News 2017

Oct 06, 2017

The Cherenkov Telescope Array (CTA) consortium brings together 1300 scientists from 32 countries. They have published their scientific aims in a document over 200 pages long. This is the result of several years of work, and includes contributions from approximately fifteen Irfu researchers involved in X-ray and gamma-ray observatories (Fermi, Integral, XMM-Newton, H.E.S.S., etc.).

Jun 12, 2017
A new link between the dynamics of galaxies and the activity of their central black hole

Using images obtained with the Hubble Space Telescope, an international team of researchers led by Yu-Yen Chang from the Service d’Astrophysique-Laboratoire AIM at CEA–IRFU showed that some galaxies hosting an active nucleus are much more compact than those without nuclear activity. This discovery sheds new light on the physical processes driving the evolution of super-massive black holes at the center of distant galaxies. It suggests that the huge amount of gas needed for their growth could be funneled to the central region following the violent gravitational instabilities that occur within the galaxy gaseous disk. These instabilities may trigger a phase a dynamical contraction, hence explaining the ultra-compact morphology of the galaxies studied here. These results are published in the Monthly Notices of the Royal Astronomical Society.

May 19, 2017
An old galaxy with unexpected features

An international team including a researcher from the AIM Laboratory-Astrophysics Department of CEA-Irfu has just discovered an elliptical galaxy of completely unexpected shape within the galaxy cluster Abell 2670. Deep observations made by the new MUSE multi-spectrograph recently put into operation at the European Observatory VLT in Chile revealed a highly deformed elliptical galaxy, showing in particular long gas tails and star formation regions normally absent in this type of galaxy.
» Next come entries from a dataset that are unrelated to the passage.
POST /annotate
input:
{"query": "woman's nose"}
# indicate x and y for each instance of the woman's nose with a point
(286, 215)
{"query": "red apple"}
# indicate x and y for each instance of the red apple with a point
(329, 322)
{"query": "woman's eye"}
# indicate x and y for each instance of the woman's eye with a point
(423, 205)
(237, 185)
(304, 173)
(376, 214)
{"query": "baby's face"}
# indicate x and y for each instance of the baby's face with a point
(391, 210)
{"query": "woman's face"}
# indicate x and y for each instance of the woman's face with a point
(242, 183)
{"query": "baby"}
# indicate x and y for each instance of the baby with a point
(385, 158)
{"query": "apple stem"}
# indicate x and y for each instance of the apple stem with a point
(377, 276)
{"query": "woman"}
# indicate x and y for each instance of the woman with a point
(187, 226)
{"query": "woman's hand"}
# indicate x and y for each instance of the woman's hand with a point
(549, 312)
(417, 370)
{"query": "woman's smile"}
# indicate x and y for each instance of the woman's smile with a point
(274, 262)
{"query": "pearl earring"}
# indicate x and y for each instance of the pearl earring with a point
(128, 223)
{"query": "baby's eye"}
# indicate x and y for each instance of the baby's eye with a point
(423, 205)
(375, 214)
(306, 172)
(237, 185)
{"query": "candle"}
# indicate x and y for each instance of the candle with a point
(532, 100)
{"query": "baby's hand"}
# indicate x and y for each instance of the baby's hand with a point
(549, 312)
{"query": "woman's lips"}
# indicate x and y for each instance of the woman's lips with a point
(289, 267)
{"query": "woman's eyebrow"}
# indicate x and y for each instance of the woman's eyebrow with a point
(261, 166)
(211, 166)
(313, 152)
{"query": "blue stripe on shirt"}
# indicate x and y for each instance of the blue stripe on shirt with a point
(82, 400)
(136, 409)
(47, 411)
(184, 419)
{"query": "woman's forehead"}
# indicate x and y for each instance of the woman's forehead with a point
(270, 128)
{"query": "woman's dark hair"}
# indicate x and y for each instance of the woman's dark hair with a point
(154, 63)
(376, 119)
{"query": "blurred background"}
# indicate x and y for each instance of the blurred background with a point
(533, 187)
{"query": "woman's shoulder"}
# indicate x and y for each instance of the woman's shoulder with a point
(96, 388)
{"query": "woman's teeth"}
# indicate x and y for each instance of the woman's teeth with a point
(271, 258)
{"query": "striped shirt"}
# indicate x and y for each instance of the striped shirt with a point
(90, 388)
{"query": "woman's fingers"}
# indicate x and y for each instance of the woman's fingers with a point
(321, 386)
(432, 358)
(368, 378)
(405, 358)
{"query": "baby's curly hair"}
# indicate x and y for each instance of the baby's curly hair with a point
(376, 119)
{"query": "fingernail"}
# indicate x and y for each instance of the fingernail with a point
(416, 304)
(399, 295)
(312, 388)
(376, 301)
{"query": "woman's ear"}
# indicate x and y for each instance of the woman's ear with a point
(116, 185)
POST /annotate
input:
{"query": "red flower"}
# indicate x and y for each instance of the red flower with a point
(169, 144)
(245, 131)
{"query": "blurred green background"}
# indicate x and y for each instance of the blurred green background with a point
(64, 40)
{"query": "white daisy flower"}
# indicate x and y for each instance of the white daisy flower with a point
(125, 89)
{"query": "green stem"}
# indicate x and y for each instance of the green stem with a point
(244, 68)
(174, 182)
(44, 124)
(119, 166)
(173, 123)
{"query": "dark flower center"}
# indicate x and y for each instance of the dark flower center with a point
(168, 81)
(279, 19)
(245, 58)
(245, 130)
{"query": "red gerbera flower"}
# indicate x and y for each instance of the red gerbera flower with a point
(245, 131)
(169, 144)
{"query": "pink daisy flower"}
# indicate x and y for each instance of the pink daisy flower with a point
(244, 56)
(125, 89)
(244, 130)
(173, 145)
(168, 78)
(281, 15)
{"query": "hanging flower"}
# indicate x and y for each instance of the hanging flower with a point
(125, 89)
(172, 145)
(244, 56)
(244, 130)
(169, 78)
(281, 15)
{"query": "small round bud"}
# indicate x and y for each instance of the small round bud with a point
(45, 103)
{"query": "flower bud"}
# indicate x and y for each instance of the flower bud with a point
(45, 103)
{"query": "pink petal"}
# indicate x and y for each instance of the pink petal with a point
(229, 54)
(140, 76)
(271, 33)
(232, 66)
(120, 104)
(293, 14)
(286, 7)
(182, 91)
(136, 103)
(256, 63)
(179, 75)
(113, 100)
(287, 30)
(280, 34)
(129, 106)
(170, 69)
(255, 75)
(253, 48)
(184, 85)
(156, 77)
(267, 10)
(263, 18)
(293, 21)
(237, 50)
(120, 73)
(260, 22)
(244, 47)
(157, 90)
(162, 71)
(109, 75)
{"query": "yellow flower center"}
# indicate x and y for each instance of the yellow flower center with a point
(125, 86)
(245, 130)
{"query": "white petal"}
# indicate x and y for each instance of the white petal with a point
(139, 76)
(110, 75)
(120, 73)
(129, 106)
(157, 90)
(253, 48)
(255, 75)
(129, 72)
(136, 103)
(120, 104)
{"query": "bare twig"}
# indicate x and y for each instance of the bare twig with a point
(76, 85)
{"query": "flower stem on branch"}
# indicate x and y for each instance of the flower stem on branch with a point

Astronomers now assume that this galaxy has undergone a recent fusion with another gas-rich galaxy. Much of this gas was then driven to the center of the elliptical galaxy during the collision. These results are published in the Astrophysical Journal Letters of May 2017

Feb 11, 2017

At the center of a small galaxy located about 1.8 billion light-years from Earth, a giant black hole swallowed a star for about a decade, which is exceptionally longer than any observed episode of this kind. This discovery was made by an international collaboration involving an astrophysicist from IRFU, thanks to a trio of orbiting X-ray telescopes.

Jan 08, 2017
The most energetic events of the Universe

A team of researchers led by Rémi Adam (Laboratoire Lagrange - OCA, UCA, LPSC Grenoble, CNES), Iacopo Bartalucci and Gabriel Pratt (Astrophysics Department- AIM Laboratory at CEA-Irfu) obtained for the first time an image of the gas velocity in colliding clusters of galaxies with NIKA [1], a new generation millimeter camera, at the focus of the 30 m diameter IRAM telescope of Pico Veleta (Spain). NIKA observations, which give accurate mapping of hot gas velocity in clusters, provide a new way to study the collision of clusters of galaxies, responsible for the most energetic events in the Universe after the Big Bang. This work is being published in the journal Astronomy & Astrophysics..

 

Aug 30, 2017

An international team including two researchers from the Department of Astrophysics-Laboratory AIM of CEA-Irfu detected for the first time the presence of the CH+ molecule in distant galaxies of the young universe, thanks to the large ALMA interferometer. The presence of this particular molecule demonstrates the existence around the young galaxies of large turbulent reservoirs of low-density cold gas. Their presence could explain how galaxies succeed in prolonging their phase of intense stellar formation despite the ejection of matter induced during the explosions of stars. These results are published in the journal Nature of 30 August 2017.

 

Mar 11, 2017
First light of the ArTéMiS camera at two wavelengths and first results on interstellar filaments

The new ArTéMiS submillimetric camera was successfully re-installed in June 2016 on the APEX telescope in the Atacama desert in Chile. In its new configuration, with an increased number of detectors, this camera can simultaneously obtain images at 350 and 450 microns. ArTéMiS produces data with angular resolution more than three times better than that of Herschel satellite at the same wavelengths, and a factor 2 to 3 times better than the LABOCA instrument, also installed on APEX, and which observes at 870 microns. Combining maps obtained at different wavelengths is essential to fully characterize the physical conditions (temperature, density ...) of the dense interstellar matter that forms the stars.